Aim: This systematic review and meta-analysis evaluated the effectiveness of multifaceted and educational interventions in improving WHO/INRUD prescribing indicators in the Middle East and North Africa (MENA).
Method: We searched PubMed, Scopus, and CINHAL up to June 10, 2025, for experimental studies evaluating the effectiveness of multifaceted interventions on WHO/INRUD prescribing indicators. Searches were supplemented by screening reference lists of relevant reviews, first 20 pages of Google Scholar results, and ResearchRabbit.ai for citation-chaining to identify additional records. Primary outcomes included WHO/INRUD prescribing indicators: average number of drugs per prescription, percentage of encounters with an antibiotic prescribed, percentage of encounters with an injection prescribed, percentage of drugs prescribed by generics, and percentage of drugs prescribed from the essential medicines list. Methodological quality was assessed with the MASTER scale. Meta-analysis used a bias-adjusted inverse-variance heterogeneity model adjusted with quality score. Heterogeneity and publication bias were assessed using I2, the Doi plot, and LFK index.

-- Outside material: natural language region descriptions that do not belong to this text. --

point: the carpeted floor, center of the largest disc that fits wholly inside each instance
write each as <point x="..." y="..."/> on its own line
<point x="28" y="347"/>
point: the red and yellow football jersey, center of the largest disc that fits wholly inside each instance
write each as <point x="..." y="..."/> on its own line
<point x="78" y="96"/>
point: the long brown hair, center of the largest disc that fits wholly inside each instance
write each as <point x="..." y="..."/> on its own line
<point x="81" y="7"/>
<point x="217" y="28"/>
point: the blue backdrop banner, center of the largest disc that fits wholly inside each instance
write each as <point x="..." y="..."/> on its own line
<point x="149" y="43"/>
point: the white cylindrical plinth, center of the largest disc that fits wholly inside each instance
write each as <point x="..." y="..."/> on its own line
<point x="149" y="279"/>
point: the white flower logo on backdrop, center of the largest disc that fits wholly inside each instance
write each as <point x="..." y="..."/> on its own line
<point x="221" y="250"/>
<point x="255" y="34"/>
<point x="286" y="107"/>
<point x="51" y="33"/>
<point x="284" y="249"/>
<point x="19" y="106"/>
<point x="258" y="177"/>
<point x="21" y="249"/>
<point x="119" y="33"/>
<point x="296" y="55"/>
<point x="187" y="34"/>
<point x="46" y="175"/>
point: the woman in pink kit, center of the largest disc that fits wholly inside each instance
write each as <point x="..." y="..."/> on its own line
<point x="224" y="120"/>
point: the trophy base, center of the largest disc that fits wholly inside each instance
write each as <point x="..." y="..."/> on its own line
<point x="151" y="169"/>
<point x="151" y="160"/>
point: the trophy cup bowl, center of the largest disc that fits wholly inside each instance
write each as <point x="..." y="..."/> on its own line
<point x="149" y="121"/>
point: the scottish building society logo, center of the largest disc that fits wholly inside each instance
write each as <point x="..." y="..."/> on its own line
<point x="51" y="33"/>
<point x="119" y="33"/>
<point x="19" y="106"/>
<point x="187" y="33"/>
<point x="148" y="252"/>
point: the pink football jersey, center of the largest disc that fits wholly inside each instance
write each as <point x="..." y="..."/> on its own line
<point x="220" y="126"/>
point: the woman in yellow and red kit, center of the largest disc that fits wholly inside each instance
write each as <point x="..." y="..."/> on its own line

Results: Sixteen studies (seven RCTs, six pre-post, three quasi-experimental) from Iran, UAE, Egypt, Sudan, Lebanon, Saudi Arabia, and Palestine were included. Multifaceted interventions modestly reduced the average number of drugs per prescription (weighted mean difference WMD - 0.10, (95% CI - 0.18 to -0.02; I2 = 99.8%). There was a downward trend in the odds of prescriptions with antibiotics (OR 0.65; 95% CI 0.41 to 1.03, I2 = 93.5%) and injections (OR 0.93, 95% CI 0.82 to 1.04, I2 = 25.3%), though these did not reach statistical significance and confidence intervals included the possibility of no effect. Meta-analysis revealed extreme statistical heterogeneity (I2 up to 99.8%), and the GRADE certainty of evidence was low to very low for all outcomes.
Conclusion: Multifaceted interventions in the MENA region demonstrate potential for modest improvements in prescribing indicators, though evidence certainty remains low to very low. With non-significant pooled effects for antibiotics and injections, these exploratory findings suggest that context-specific stewardship and prescribing quality programs can achieve targeted improvements, but also highlight the need for more locally led, rigorous research with longer follow-up to inform policy decisions.